For most politicians, a self-comparison with Churchill would be met with withering contempt, as happened recently to Liam Fox in his dying days as defence secretary. Johnson seems, for now at any rate, to escape the normal rules.

At the book publicity event, for instance, he recounts his hero-worship of the Rolling Stones’ Keith Richards. He had sought an audience with the guitarist at a celebrity-filled awards ceremony late at night. Johnson was “pretty far-gone” with alcohol.

“To my great pleasure, I was allowed to sit next to him. Later, I discovered that Stephen Fry had also tried to sit next to him but he was rebuffed on the grounds that Keith Richards’s bodyguards thought he was David Cameron,” he recounted to rolls of laughter.

The book, his City Hall aides insist, was started before he beat Ken Livingstone in a bitter battle three years ago, but Johnson dates it differently, putting its genesis down to his experience as mayor. “Whenever I was giving speeches or thinking about the successes [of the city] I was always finding that there was some historical echo that was very useful. Though history doesn’t repeat itself there are lots of lessons from the past.
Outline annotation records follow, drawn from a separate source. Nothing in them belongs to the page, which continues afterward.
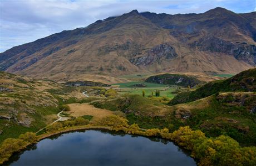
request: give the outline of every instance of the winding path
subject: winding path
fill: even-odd
[[[82,94],[85,96],[85,97],[89,97],[89,96],[88,96],[87,95],[86,95],[85,93],[86,93],[87,91],[84,91],[83,92],[82,92]]]
[[[63,112],[63,111],[64,111],[64,109],[63,109],[62,111],[61,111],[61,112],[60,112],[59,113],[58,113],[58,114],[57,115],[57,116],[58,116],[58,119],[57,119],[57,120],[56,120],[55,121],[54,121],[53,122],[52,122],[52,123],[51,123],[51,125],[52,124],[53,124],[54,123],[60,121],[66,121],[66,120],[68,120],[68,117],[62,117],[62,116],[61,116],[60,115],[61,113],[62,113],[62,112]],[[46,127],[43,127],[43,128],[40,129],[40,130],[38,130],[38,131],[36,133],[36,134],[37,133],[38,133],[39,132],[42,131],[43,129],[44,129],[45,128],[46,128]]]
[[[88,96],[87,95],[86,95],[85,93],[86,93],[87,91],[84,91],[83,92],[82,94],[85,96],[85,97],[90,97],[89,96]],[[66,121],[66,120],[67,120],[68,119],[68,117],[63,117],[63,116],[60,116],[61,113],[63,112],[63,111],[64,111],[64,109],[62,110],[62,111],[61,111],[61,112],[60,112],[59,113],[58,113],[58,114],[57,115],[57,116],[58,116],[58,119],[57,119],[57,120],[56,120],[55,121],[54,121],[53,122],[52,122],[52,123],[51,123],[51,124],[53,124],[54,123],[56,123],[58,121]],[[42,131],[43,129],[44,129],[45,128],[46,128],[46,127],[40,129],[40,130],[38,130],[36,133],[37,133],[38,132]]]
“For me, what came through most strongly, was how London served as a kind of an arena of talent,” he says, insisting that in its 2,000-year life, the city has progressed because it attracts the most restlessly vain and ambitious.

Imagine, he says to audience chuckles, “a nuclear cyclotron, or a nuclear reactor where the little particles, whatever they are called – that’s right, the neutron, the proton, the quark, the neutrino – are all fizzing around. London is the place where they collide with the most creative energy and you have the most incredible flashes of excitement and genius. [It] was London’s ability to attract genius that led to this cross-fertilisation, catalysis, whatever you want to call it.”
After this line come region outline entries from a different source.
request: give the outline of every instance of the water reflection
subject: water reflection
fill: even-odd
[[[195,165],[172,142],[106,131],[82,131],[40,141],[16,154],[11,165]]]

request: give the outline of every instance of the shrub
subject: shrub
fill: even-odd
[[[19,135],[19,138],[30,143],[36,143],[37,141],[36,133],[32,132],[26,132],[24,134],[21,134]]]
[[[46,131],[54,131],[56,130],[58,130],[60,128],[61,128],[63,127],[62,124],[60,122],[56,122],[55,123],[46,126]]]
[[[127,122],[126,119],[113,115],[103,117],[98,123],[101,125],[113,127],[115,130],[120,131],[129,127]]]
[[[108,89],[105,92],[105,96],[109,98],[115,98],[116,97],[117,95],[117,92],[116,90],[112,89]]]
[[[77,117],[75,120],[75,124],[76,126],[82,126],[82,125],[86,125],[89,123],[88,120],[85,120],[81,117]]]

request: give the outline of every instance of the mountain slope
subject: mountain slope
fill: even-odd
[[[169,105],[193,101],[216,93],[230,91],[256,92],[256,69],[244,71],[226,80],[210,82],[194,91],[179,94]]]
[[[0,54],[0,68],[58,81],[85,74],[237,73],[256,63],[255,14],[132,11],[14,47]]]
This hunger for celebrity and fortune tormented everyone from William the Conqueror to Chaucer, and scientist Robert Hook, while William Shakespeare became the force he is because of brutal competition from Christopher Marlowe and other dramatists. “He wasn’t some guy with a bad hair-cut sitting in a garret in Stratford-upon-Avon, or some hick town,” says Johnson, before emitting a child-like chuckle, admitting that he should not say any more lest he offend Birmingham.

Shakespeare and his challengers were engaged in a battle for “bums on seats”, he says: “The better your play did, the more you got paid. There was a direct, commercial competitive incentive for Shakespeare to write the best stuff. You see that time and time again.”

Johnson’s detractors, notably Livingstone, who hungers to return to office, find him guilty of the same vainglory he praises in Shakespeare, but without the achievement, scorning his record in office. Next May, he will join Livingstone once more in battle, although Johnson is currently ahead in the polls.

Repeatedly, in almost any forum, the mayor points to the success of the loss-making, if popular bicycle-sharing scheme – inevitably known as Boris Bikes, while he has similar ambitions to repopulate London’s streets with the Routemaster’s classic hop-on hop-off platform, still so fondly remembered by commuters. The new double-decker buses start running in London in 2012.

In both written word and conversation, he rejoices in delighting, sometimes shocking, his audience, just like one of his heroes, Geoffrey Chaucer, who wrote in the vernacular, rather than Latin, to reach “the largest possible audience, and he wanted to make them laugh”.

Johnson recounts how King Alfred the Great had struggled with stomach pains, resorting “to scammony for constipation, gutamon for stitch, spikenard for diarrhoea, tragacanth for corrupt phlegms” during his trials with the Vikings.

“Overmastering his innards, and perhaps with the fumes of four-star [petrol] already shooting from his rear-end, Alfred came roaring out of the marshes,” writes Johnson, to smote the Vikings at Edington in 882. Consumed with guilt by his sexual urges, Alfred prayed for a distracting disease – a plea that was met with “piles so sizeable that after a particularly agonising hunting trip to Cornwall he stopped at a monastery and prayed for another disease”.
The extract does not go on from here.